I’m going to recommend the grower go with that kind of chemistry. The pyrethroid or other broad spectrum chemistry we were weighing, well, I’m going to recommend we save that option for later in season, just in case something surprising happens. Instead of taking our shot early in the season, we’re keeping that round in the chamber. We don’t know if something else is going to show up like brown marmorated stink bug, which doesn’t have as hardwired seasonality tied to them – at least compared to codling moth – and whose presence can be more unpredictable.

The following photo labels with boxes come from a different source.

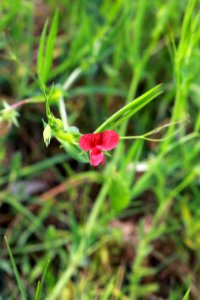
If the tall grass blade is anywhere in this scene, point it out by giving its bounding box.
[4,236,27,300]
[34,259,50,300]
[95,84,162,132]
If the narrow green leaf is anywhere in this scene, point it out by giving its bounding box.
[35,259,50,300]
[60,141,89,163]
[95,84,162,132]
[37,20,48,79]
[183,289,190,300]
[109,173,131,213]
[43,12,58,82]
[4,237,27,300]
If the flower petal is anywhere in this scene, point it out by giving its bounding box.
[100,130,119,151]
[90,148,104,167]
[79,133,102,151]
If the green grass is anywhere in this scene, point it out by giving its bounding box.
[0,0,200,300]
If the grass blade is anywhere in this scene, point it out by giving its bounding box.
[34,259,50,300]
[95,84,162,132]
[37,20,48,79]
[183,289,190,300]
[4,236,27,300]
[44,12,58,82]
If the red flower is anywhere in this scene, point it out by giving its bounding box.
[79,130,119,166]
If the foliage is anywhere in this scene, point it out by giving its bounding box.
[0,0,200,300]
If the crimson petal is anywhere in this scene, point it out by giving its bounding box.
[79,133,102,151]
[90,148,104,167]
[100,130,119,151]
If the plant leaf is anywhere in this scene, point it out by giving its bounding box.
[95,84,162,133]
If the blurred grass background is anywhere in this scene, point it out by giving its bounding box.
[0,0,200,300]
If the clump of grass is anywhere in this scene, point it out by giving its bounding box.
[0,0,200,300]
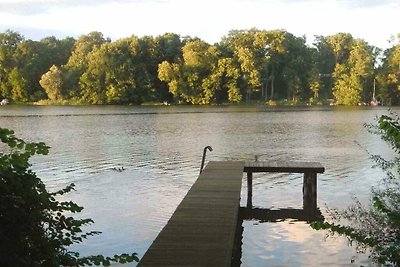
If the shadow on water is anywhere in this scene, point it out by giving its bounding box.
[231,207,324,267]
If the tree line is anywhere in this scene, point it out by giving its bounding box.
[0,29,400,105]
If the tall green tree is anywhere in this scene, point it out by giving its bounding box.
[0,30,24,99]
[39,65,63,100]
[377,34,400,105]
[312,114,400,266]
[158,39,218,104]
[327,33,375,105]
[61,32,110,98]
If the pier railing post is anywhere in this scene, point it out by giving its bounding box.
[247,172,253,209]
[303,173,317,210]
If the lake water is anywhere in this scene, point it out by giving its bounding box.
[0,105,400,266]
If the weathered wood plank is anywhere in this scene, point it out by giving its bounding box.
[138,161,244,266]
[244,161,325,173]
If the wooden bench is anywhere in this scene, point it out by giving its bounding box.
[243,161,325,210]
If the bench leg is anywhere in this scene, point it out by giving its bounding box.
[247,172,253,209]
[303,173,317,210]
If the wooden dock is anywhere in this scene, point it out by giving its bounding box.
[138,161,244,267]
[138,161,325,267]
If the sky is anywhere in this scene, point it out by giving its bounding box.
[0,0,400,49]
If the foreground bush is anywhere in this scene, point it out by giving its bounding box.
[0,128,138,267]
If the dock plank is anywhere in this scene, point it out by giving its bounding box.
[138,161,245,266]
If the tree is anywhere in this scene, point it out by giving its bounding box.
[39,65,63,100]
[328,33,375,105]
[312,114,400,266]
[0,128,138,267]
[0,30,24,99]
[158,39,218,104]
[377,34,400,105]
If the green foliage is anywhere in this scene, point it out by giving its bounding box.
[312,114,400,266]
[0,128,138,267]
[39,65,63,100]
[0,28,400,105]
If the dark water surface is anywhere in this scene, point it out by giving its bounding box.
[0,106,400,266]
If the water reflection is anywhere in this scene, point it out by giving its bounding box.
[0,105,400,266]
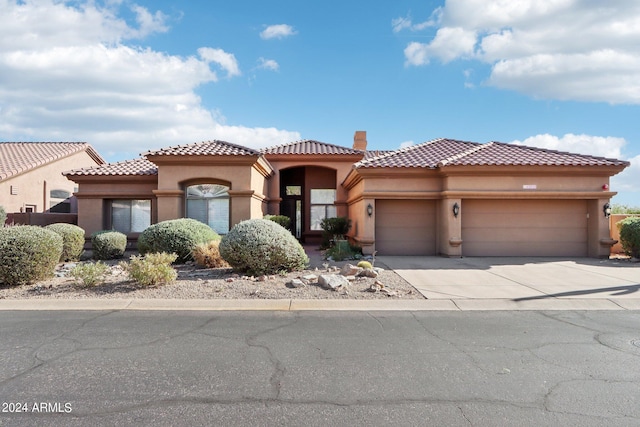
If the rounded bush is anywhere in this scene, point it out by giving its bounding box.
[617,216,640,258]
[91,230,127,259]
[220,219,309,275]
[0,225,62,286]
[138,218,220,262]
[45,222,84,261]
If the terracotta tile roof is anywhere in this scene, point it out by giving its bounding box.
[0,142,105,180]
[262,139,364,155]
[63,158,158,176]
[143,140,260,156]
[438,142,629,166]
[355,139,629,169]
[355,138,480,169]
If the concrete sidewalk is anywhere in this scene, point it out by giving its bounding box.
[377,257,640,310]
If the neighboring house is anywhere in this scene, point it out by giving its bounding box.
[65,131,629,257]
[0,142,105,213]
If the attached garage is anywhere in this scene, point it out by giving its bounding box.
[375,200,436,255]
[461,199,588,257]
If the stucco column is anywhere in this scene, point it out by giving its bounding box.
[360,199,376,255]
[438,199,464,258]
[153,190,184,222]
[587,199,615,258]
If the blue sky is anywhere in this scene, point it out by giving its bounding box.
[0,0,640,206]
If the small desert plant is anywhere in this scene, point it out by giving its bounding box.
[617,216,640,258]
[193,240,229,268]
[69,261,109,287]
[358,261,373,268]
[264,215,291,230]
[138,218,220,262]
[91,230,127,259]
[120,252,178,286]
[220,219,309,275]
[0,225,62,286]
[45,223,84,261]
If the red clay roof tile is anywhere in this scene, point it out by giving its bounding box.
[63,158,158,176]
[0,142,105,180]
[262,139,364,155]
[143,140,260,156]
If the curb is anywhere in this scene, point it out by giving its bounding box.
[0,298,640,311]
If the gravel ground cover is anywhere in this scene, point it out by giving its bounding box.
[0,248,424,299]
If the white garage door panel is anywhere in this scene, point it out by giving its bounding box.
[375,200,436,255]
[462,200,587,256]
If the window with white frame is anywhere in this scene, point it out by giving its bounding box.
[111,200,151,234]
[187,184,229,234]
[310,189,337,230]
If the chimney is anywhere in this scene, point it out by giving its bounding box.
[353,130,367,151]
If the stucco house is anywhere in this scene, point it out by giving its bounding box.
[65,131,629,257]
[0,142,106,213]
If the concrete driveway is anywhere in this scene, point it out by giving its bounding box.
[376,256,640,309]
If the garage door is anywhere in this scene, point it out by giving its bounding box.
[375,200,436,255]
[461,200,587,256]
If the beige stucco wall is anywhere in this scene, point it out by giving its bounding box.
[74,176,157,237]
[609,214,640,254]
[0,151,97,216]
[345,167,615,257]
[149,156,271,227]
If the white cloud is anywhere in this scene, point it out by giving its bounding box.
[402,0,640,104]
[258,57,280,71]
[391,8,442,33]
[0,0,300,160]
[198,47,241,77]
[511,133,627,159]
[260,24,298,40]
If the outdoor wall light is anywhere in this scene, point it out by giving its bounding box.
[453,202,460,218]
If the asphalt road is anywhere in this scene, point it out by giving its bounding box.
[0,311,640,426]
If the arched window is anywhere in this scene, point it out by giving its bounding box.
[187,184,229,234]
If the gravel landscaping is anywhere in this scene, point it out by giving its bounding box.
[0,248,424,299]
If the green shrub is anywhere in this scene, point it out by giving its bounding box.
[320,216,351,249]
[0,225,62,286]
[193,240,229,268]
[120,252,178,286]
[325,240,362,261]
[264,215,291,230]
[91,230,127,259]
[617,216,640,258]
[138,218,220,262]
[69,261,109,287]
[45,223,84,261]
[220,219,309,275]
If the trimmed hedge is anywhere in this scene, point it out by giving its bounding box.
[0,225,63,286]
[138,218,220,262]
[220,219,309,275]
[616,216,640,258]
[91,230,127,259]
[45,222,84,261]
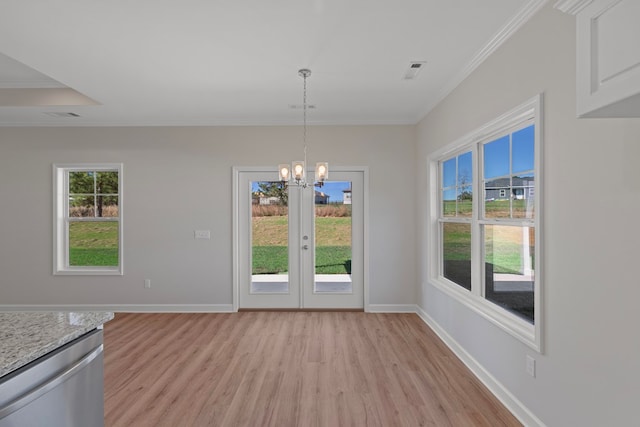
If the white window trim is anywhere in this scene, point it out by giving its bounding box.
[53,163,124,276]
[426,94,544,353]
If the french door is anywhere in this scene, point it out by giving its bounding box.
[236,170,365,309]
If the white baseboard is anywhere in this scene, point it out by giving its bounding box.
[367,304,418,313]
[0,304,234,313]
[415,305,544,427]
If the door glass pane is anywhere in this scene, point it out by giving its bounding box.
[314,181,353,293]
[442,222,471,290]
[69,221,118,267]
[250,181,289,293]
[484,225,535,323]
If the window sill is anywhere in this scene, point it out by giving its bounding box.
[429,277,542,353]
[53,267,124,276]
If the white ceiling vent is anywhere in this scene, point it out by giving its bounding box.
[45,111,80,118]
[289,104,316,110]
[404,61,427,80]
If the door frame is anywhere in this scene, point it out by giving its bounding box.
[231,166,369,312]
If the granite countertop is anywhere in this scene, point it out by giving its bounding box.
[0,312,113,377]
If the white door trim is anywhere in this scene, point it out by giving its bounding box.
[231,165,369,312]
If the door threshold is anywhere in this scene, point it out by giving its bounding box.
[238,308,364,313]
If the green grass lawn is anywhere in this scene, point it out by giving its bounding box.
[69,221,118,267]
[443,223,534,274]
[252,246,351,274]
[252,216,351,274]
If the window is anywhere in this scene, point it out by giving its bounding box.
[53,164,122,275]
[429,96,541,351]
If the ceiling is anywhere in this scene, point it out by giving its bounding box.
[0,0,528,126]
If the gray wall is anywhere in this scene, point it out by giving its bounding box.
[0,126,416,309]
[418,2,640,426]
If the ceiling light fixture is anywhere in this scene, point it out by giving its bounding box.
[278,68,329,188]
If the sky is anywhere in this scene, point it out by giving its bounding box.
[251,181,351,203]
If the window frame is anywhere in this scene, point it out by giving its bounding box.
[53,163,124,276]
[426,94,543,353]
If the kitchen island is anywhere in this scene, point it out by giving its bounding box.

Now, fast forward. The season has progressed and the grower’s neighbor does something with their orchard that really disrupts natural enemies. We notice aphid populations in an adjacent corner are starting to spike to economically damaging levels and there aren’t enough natural enemies to keep their numbers in check. Even though the grower has done everything right and minimized negative impacts on his or her natural enemies, hot spots may arise when disruptions occur. Let’s also say some brown marmorated stink bugs have started to show up right when our next flight of codling moth is predicted to happen. The scope of present pests has broadened, so too must our chemistry’s spectrum of control. The grower may have to come in with something that has a broader spectrum to make it to harvest. As previously mentioned, there’s a time and place for everything in our toolbox.

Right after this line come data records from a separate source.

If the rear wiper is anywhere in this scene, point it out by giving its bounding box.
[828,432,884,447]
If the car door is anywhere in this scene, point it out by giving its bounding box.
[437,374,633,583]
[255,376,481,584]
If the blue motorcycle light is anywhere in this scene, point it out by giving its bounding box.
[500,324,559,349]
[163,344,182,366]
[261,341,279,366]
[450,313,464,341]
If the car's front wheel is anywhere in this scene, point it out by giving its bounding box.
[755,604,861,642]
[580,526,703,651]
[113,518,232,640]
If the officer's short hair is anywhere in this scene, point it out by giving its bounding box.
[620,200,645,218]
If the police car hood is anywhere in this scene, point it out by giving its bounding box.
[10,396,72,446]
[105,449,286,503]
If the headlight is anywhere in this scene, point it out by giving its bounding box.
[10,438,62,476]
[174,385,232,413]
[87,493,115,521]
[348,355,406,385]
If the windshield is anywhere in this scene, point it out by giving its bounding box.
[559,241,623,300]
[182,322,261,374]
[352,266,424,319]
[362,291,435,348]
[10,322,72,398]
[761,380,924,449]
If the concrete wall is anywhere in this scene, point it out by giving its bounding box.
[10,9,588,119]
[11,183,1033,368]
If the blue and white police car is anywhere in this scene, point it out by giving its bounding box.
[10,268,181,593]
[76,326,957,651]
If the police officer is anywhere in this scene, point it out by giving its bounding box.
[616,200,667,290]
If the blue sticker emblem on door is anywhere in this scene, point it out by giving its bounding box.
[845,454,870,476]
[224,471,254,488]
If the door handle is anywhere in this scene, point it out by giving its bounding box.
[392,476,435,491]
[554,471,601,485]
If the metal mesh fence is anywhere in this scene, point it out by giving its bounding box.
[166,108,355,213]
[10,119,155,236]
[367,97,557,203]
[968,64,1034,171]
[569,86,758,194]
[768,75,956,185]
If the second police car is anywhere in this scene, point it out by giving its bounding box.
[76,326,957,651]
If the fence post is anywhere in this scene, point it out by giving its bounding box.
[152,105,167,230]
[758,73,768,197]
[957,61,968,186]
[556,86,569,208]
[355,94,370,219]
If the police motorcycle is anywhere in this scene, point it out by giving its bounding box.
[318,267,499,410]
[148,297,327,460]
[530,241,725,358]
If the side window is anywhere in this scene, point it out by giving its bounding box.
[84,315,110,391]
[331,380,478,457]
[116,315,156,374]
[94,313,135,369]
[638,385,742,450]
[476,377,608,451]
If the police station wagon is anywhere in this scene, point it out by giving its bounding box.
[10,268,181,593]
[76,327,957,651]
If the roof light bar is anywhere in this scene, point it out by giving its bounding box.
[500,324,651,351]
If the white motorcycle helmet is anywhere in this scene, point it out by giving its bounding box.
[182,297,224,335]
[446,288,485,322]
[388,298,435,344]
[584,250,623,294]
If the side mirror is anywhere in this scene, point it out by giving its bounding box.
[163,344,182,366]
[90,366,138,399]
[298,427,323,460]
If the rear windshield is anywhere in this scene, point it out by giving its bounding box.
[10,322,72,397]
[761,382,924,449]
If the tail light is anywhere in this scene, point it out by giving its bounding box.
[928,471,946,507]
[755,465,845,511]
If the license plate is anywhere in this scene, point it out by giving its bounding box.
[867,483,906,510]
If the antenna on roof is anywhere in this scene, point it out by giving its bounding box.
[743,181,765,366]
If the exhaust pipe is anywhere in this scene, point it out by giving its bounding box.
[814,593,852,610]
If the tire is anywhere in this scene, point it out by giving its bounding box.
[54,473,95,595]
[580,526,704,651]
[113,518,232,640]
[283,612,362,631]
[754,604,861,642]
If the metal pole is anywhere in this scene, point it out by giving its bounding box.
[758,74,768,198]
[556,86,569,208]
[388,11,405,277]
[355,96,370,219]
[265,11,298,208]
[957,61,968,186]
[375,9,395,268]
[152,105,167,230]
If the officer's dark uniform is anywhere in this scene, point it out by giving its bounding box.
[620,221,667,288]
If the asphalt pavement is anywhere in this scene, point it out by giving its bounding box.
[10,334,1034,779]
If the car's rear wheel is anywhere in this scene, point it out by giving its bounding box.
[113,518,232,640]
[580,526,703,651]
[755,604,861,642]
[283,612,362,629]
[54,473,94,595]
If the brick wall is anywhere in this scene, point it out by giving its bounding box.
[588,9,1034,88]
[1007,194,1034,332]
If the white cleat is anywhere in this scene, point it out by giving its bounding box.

How the grower and retailer or consultant come to their decision depends on several factors, including experience, a good technical understanding of what they’re finding in the orchard, and what chemistries are effective on the species the grower finds based on accurate identification.
Knowing Is Half the Battle
A key to avoiding a number of the mishaps, like the scenario we just outlined, comes down to investing in pest identification knowledge. This is an important step we can easily get incorrect during the rush of the growing season, which will set us down a path we really want to avoid – one that’s costly in the short (that single application) and long run (resistance management).
What it all boils down to is this line of thought: I have an insect. Is it a natural enemy or pest? Or, maybe just a passerby that has no net negative or positive effect? If it is indeed a pest, do I need to do anything based on the population density present? If we have a pest, we need to have knowledge about its physiology and phenology (does it have piercing/sucking mouthparts? Is it currently in a lifestage that makes it vulnerable?) and the control options at our disposal. Decisions have to be driven by evidence and an education-based foundation, which will not only benefit you and your retail operation, but further build credibility and trust with your growers as you help them navigate the most diverse and numerous class of organisms on the planet: insects.